咄嗟にスキルでシールドを発動させると同時に、魔法剣で一撃をそらす。

ギンッ!と甲高い金属音がして魔法剣が真っ二つになって逝った。


なんだそれっ!いくら何でも能力に差がありすぎるっ!!

まともに受けたら鎧の防御を無視して泣き別れだぞ!

収納空間インベントリに残っている封魔弾を解除状態でありったけばらまく。もう狙い定めている余裕ない!


「今度は逃がさんっ!転倒微震タンブル・シェイク!」


っ!揺れる地面に思わずたたらを踏む。

これは、まずいっ!エリュマントスの間合いから抜けられないっ!


「冥途の土産を焼き付けよっ!」


収納空間インベントリから木製のラウンドシールドを取りだす。後はもうこれにかけるしかない。
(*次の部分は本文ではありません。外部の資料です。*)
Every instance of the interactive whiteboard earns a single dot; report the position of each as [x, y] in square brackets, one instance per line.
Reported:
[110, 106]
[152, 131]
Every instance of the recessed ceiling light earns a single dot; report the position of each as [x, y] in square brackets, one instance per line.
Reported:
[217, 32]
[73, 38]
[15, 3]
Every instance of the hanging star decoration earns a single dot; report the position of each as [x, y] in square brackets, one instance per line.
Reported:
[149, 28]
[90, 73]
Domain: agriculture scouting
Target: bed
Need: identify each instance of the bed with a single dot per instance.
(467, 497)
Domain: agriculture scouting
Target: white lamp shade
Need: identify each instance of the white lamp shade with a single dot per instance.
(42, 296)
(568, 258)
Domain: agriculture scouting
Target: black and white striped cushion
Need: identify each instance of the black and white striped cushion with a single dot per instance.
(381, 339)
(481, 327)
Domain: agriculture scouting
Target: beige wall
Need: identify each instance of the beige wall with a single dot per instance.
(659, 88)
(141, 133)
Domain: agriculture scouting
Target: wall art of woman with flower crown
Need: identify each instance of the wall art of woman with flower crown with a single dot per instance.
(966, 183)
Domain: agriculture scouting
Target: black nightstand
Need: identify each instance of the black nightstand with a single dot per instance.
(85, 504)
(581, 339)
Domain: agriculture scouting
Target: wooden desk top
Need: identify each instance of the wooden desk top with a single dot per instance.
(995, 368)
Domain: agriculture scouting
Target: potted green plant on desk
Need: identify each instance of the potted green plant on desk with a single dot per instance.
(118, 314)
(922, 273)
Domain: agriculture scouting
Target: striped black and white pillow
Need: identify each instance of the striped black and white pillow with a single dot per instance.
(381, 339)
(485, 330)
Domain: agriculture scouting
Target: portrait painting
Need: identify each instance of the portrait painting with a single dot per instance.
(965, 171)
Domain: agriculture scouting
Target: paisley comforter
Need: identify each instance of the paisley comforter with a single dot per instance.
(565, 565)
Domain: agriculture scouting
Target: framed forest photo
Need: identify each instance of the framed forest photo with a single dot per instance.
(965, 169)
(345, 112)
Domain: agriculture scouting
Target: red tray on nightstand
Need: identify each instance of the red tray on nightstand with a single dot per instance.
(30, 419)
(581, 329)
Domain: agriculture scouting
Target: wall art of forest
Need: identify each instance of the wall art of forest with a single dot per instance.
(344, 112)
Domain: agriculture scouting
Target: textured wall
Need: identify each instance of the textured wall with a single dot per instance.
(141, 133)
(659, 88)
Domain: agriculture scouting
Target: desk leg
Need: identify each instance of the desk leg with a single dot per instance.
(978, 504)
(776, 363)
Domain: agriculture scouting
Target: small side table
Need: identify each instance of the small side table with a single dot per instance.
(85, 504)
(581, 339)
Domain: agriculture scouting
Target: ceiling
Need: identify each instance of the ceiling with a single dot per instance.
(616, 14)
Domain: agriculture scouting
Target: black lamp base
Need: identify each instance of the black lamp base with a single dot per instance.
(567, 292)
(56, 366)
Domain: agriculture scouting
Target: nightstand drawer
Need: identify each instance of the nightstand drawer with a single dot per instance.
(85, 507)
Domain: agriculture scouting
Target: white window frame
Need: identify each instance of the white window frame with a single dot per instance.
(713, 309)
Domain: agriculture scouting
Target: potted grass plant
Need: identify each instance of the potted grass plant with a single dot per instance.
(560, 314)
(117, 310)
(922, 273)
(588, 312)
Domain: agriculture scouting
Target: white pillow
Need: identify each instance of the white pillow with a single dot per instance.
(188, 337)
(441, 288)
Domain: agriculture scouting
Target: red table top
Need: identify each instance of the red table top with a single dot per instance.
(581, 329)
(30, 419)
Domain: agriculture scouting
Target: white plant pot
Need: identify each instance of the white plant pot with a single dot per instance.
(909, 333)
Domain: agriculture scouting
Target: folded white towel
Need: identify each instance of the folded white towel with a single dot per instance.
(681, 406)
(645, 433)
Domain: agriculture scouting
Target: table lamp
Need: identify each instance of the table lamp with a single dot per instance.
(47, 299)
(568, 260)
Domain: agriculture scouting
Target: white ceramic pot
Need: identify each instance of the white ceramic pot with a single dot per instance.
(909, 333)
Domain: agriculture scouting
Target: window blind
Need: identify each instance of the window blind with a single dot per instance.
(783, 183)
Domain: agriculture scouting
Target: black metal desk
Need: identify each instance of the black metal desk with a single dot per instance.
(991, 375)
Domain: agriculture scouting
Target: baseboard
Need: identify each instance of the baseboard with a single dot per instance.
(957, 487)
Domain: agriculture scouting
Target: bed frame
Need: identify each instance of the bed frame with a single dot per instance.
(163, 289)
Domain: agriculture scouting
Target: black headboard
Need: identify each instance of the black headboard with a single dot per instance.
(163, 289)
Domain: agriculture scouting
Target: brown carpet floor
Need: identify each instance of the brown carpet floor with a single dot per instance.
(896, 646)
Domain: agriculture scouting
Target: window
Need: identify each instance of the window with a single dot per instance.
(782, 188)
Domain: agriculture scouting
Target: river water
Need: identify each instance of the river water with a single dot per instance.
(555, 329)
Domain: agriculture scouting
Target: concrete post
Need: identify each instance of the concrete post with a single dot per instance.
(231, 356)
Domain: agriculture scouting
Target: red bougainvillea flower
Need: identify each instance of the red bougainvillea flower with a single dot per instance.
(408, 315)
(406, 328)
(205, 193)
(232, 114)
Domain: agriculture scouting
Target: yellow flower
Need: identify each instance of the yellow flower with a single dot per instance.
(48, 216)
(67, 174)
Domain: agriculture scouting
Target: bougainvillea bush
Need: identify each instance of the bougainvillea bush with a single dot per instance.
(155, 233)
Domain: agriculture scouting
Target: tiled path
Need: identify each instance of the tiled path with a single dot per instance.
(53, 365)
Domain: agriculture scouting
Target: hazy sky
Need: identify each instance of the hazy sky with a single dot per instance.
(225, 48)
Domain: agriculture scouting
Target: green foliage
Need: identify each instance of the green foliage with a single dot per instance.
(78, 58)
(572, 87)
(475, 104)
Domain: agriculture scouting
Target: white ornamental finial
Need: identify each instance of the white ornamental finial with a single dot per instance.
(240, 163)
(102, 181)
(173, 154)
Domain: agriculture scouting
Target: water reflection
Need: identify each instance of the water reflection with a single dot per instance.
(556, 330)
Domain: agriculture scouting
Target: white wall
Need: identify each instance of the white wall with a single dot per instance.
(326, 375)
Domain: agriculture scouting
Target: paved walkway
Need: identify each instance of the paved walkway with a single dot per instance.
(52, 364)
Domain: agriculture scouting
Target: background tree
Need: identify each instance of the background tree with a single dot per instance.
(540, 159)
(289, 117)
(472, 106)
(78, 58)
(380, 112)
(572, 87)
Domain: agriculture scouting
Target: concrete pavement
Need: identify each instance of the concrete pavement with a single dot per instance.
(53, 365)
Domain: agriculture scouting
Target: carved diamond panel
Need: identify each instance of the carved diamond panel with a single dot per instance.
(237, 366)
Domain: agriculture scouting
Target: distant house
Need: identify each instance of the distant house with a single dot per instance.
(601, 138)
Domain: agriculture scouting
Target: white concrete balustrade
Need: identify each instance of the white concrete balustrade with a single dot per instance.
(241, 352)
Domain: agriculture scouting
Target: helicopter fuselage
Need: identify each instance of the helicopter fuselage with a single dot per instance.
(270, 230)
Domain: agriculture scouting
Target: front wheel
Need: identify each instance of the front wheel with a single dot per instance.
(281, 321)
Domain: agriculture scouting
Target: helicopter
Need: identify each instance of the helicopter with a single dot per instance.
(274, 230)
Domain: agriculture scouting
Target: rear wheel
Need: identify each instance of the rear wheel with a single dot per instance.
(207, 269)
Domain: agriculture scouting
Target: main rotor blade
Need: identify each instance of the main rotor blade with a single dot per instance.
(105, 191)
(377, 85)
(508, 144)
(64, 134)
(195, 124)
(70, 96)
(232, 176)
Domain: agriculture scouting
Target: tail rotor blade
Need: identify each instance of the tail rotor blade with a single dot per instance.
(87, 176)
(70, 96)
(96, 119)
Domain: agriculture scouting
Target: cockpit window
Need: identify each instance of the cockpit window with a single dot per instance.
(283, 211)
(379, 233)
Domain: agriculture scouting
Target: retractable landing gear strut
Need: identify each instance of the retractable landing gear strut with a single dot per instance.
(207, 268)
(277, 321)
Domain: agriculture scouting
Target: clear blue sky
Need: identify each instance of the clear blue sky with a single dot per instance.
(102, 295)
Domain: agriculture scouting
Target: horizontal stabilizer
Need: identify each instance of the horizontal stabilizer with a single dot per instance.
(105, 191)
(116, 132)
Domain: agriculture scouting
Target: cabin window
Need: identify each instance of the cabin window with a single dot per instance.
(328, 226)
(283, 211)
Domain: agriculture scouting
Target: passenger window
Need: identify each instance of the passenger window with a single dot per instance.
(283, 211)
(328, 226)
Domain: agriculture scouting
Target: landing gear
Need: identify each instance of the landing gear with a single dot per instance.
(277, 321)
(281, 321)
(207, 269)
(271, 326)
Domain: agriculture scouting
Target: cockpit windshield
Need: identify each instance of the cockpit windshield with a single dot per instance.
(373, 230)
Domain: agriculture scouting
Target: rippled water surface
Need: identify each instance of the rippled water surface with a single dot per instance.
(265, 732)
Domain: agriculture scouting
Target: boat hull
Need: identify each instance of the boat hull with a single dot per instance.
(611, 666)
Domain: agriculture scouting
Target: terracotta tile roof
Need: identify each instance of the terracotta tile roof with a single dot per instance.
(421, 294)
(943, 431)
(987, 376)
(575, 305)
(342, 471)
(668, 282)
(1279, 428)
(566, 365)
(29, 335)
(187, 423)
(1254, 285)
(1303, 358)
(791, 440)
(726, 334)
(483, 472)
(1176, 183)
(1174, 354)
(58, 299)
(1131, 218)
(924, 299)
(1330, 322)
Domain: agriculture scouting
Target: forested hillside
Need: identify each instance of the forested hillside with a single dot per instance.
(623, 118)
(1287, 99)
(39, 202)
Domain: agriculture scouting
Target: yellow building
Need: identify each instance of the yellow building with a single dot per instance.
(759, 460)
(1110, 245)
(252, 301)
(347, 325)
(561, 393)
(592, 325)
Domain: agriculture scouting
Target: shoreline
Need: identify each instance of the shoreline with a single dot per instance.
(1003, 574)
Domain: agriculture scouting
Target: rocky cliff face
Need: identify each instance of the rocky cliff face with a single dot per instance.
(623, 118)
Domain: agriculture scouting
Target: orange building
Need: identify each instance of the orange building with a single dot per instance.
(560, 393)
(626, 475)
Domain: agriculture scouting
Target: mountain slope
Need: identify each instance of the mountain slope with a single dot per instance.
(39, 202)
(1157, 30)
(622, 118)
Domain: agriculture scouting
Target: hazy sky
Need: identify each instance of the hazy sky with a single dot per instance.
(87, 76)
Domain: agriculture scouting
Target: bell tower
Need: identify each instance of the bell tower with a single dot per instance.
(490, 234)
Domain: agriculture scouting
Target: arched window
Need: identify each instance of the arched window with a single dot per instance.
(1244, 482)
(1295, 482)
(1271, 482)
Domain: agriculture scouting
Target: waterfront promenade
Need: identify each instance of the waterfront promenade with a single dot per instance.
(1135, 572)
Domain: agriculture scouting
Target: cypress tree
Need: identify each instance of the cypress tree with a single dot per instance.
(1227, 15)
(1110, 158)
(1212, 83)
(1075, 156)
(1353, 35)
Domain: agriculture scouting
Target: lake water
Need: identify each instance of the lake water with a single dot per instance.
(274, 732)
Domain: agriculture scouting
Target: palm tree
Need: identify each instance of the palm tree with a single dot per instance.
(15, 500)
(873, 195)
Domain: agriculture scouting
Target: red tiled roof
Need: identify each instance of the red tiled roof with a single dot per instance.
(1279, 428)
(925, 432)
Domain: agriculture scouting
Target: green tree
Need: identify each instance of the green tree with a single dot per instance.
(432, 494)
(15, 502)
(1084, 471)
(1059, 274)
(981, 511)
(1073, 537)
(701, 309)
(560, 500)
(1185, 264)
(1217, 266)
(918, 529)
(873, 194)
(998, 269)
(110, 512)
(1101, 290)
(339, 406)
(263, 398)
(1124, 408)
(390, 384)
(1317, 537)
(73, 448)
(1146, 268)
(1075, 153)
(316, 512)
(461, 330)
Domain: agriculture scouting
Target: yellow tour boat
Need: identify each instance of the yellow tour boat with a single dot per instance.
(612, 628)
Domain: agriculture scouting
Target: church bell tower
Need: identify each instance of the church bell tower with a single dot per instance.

「我が身を繋げ!大地の楔グランド・アンカー!その身を欲せ!血の渇きブラッドロスト!」


揺れがっ!はやく収まれ……止まったぁっ!


封印解除レリーズ!」


振り上げた剣を確実に受けるため、ギリギリで一歩を踏み出す。

軌道は縦の一撃。盾はその線上に置くだけでいい。


大地裂斬アース・ディヴァイダー!!」


振り下ろされる切っ先を目で追う事は不可能。

しかし巻き起こされる風を体に受けながら……うまく行った事を理解した。


エリュマントスの一撃は、掲げた盾に吸い込まれる。


「……ぬっ!?」


ああ、うまく行った。前の二手はどちらも九死に一生だった。避けられる前提で、確実に殺す前提で、エリュマントスがこの一撃を選択していなければダメだった。

一瞬の、予想外の出来事にエリュマントスは反応できていない。

地面を蹴ってブタ野郎に向けて飛び込んだ。


「キサマ!なにを」


収納空間インベントリ!」


伸ばした手の先に現れた大剣は空を切り、エリュマントスの身体を引き裂いて大地を割った。